4- Tax Implications Have Already Been Incurred
If your creditor has forgiven more than $600 of debt then you’ve probably received the income tax bill. The IRS considers the forgiven amount as taxable income. Now even if you pay the debt in full after settlement, it won’t really reverse the tax and you’ll still have to deal with it.
The Best Alternatives To Consider
Opt For Credit Repair Service
Instead of paying the settled debt, you should try working with a credit repair service instead. In case of any inaccuracies, you should dispute them with the credit bureau or negotiate making updates to your credit report.
Negotiate With Your Creditor
If you are really set on repaying your settled debt due to personal or moral reasons then it’s best if you talk to your creditor and ask him for a “pay for delete” status. You should have a clear status update before you send any money.
Use Secured Credit Building Cards
Instead of taking another loan and dealing with the monthly repayments again, it’s best that you just opt for a secured credit card or a credit builder card. This move can work wonders for you especially if your purpose of repaying the loan is to improve your credit. In fact, it’s highly recommended that after a debt settlement, you should use a secured card to improve your credit history and rebuild your credit score.
When Does It Make Sense?
The only situations where using a personal loan to pay off your settled debt make sense is when;
- You have a written confirmation from your creditor that after the payment, he will update your account’s status as “paid in full”.

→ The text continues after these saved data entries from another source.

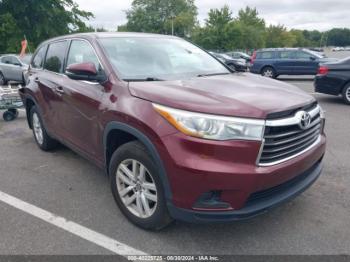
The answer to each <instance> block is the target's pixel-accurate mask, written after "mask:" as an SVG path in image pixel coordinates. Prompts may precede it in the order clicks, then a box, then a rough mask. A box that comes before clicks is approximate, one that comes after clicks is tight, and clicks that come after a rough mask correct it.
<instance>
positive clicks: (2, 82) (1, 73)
mask: <svg viewBox="0 0 350 262" xmlns="http://www.w3.org/2000/svg"><path fill="white" fill-rule="evenodd" d="M4 84H5V77H4V75H3V74H2V73H1V72H0V85H4Z"/></svg>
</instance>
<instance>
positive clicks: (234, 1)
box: [75, 0, 350, 31]
mask: <svg viewBox="0 0 350 262" xmlns="http://www.w3.org/2000/svg"><path fill="white" fill-rule="evenodd" d="M75 1H76V2H77V3H78V4H79V6H80V8H81V9H83V10H86V11H91V12H92V13H94V15H95V18H94V19H92V20H90V21H89V22H88V23H89V24H90V25H92V26H94V27H104V28H105V29H108V30H116V29H117V27H118V25H121V24H125V23H126V17H125V10H127V9H129V8H130V6H131V2H132V0H75ZM195 3H196V6H197V7H198V20H199V21H200V23H201V24H203V23H204V21H205V19H206V18H207V14H208V11H209V10H210V9H211V8H220V7H222V6H224V5H225V4H226V5H228V6H229V7H230V8H231V10H232V12H233V15H234V16H236V15H237V13H238V10H239V9H241V8H244V7H245V6H247V5H248V6H250V7H256V8H257V10H258V12H259V14H260V16H261V17H263V18H264V19H265V21H266V23H267V24H268V25H270V24H273V25H277V24H283V25H285V26H286V27H287V28H289V29H291V28H295V29H308V30H313V29H316V30H320V31H325V30H329V29H331V28H334V27H340V28H344V27H347V28H350V0H332V1H331V0H195Z"/></svg>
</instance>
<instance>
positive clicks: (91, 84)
mask: <svg viewBox="0 0 350 262" xmlns="http://www.w3.org/2000/svg"><path fill="white" fill-rule="evenodd" d="M84 62H92V63H94V64H95V66H96V68H97V70H102V67H101V64H100V62H99V59H98V58H97V55H96V53H95V51H94V49H93V47H92V46H91V44H90V43H89V42H87V41H86V40H72V41H71V44H70V48H69V51H68V56H67V67H68V66H69V65H71V64H76V63H84ZM103 92H104V87H103V86H102V85H100V84H99V83H97V82H89V81H78V80H73V79H70V78H68V77H65V81H64V83H63V84H62V95H61V98H62V99H63V102H64V107H63V108H61V110H60V112H59V114H60V119H62V120H63V121H62V123H61V125H62V128H63V129H64V131H65V133H68V134H69V135H70V137H71V141H70V142H71V143H73V144H74V146H76V147H77V148H78V149H79V150H81V151H82V152H83V153H85V154H87V155H88V156H90V157H93V158H95V159H96V157H97V156H99V155H100V154H98V150H99V149H100V147H101V143H102V141H101V134H100V132H101V126H100V122H99V114H100V110H101V108H100V106H101V97H102V95H103ZM98 160H100V159H98Z"/></svg>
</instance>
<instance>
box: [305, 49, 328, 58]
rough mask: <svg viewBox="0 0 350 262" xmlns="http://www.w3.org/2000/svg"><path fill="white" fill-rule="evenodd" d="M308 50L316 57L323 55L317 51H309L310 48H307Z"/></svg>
mask: <svg viewBox="0 0 350 262" xmlns="http://www.w3.org/2000/svg"><path fill="white" fill-rule="evenodd" d="M308 52H309V53H310V54H313V55H314V56H316V57H317V58H323V57H324V56H323V55H322V54H320V53H318V52H315V51H311V50H308Z"/></svg>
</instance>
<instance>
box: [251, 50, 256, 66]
mask: <svg viewBox="0 0 350 262" xmlns="http://www.w3.org/2000/svg"><path fill="white" fill-rule="evenodd" d="M255 59H256V51H254V53H253V55H252V58H251V59H250V63H251V64H254V62H255Z"/></svg>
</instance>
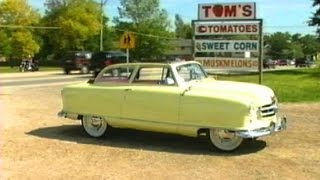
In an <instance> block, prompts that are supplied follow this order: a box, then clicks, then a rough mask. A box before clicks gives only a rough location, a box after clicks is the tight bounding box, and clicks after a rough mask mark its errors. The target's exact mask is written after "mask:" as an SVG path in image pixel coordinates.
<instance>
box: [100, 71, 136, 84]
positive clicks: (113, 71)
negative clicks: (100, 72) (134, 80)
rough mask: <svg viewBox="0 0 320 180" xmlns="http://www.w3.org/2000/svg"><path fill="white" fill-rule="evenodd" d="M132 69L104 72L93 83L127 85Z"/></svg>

- The debt wasn’t legally settled and you still do owe the outstanding balance to your creditor.
- You are dealing with multiple old debts and you want to consolidate them to make things more manageable.
- You are financially stable and now you want to improve your credit history by taking necessary measures.
Final Thoughts
Taking out a personal loan to pay off your settled debt isn’t a wrong move but it definitely is a crucial decision and you should take it with caution. Especially if you are already stuck with a financial hardship and don’t really have a stable income then it’s best that you don’t take any such step mainly because legally, you aren’t required to pay the loan off after a settlement. If you still want to do so then you must ensure that the benefits are outweighing the costs.
Before you take any such decision, it’s best if you talk to a financial advisor first. Sometimes, letting the settled debt stay settled is better than trying to clean up the mess again. If your sole purpose is to secure your financial health or improve it then yes, you should take up a personal loan but make sure that you can afford it too. The right answer depends on your current situation and the long term goals you have.
FAQs
Q1. Will Paying Off A Settled Debt Improve My Credit Score?
There’s no guarantee whether this move will improve your credit score or not. Once your account has been marked “Settled”, the damage has already been done. Your credit score will only change if your creditor updates the status of your debt as “paid in full” instead of “settled”.
Q2. Will Repaying My Settled Debt Affect The Taxes I’ve Already Paid?
No. If you’ve already received the 1099-C form by the IRS and you’ve paid the tax then repaying your creditor won’t make any difference in your tax event and it won’t be reversed.
Q3. What’s The Best Way To Rebuild Credit After Debt Settlement?
The best way is to use a secured card or a credit builder loan. Using a secured card will help boost your credit score quickly. You just have to showcase responsible financial behavior, make your payments on time and avoid any more debts in order to see the difference in your credit.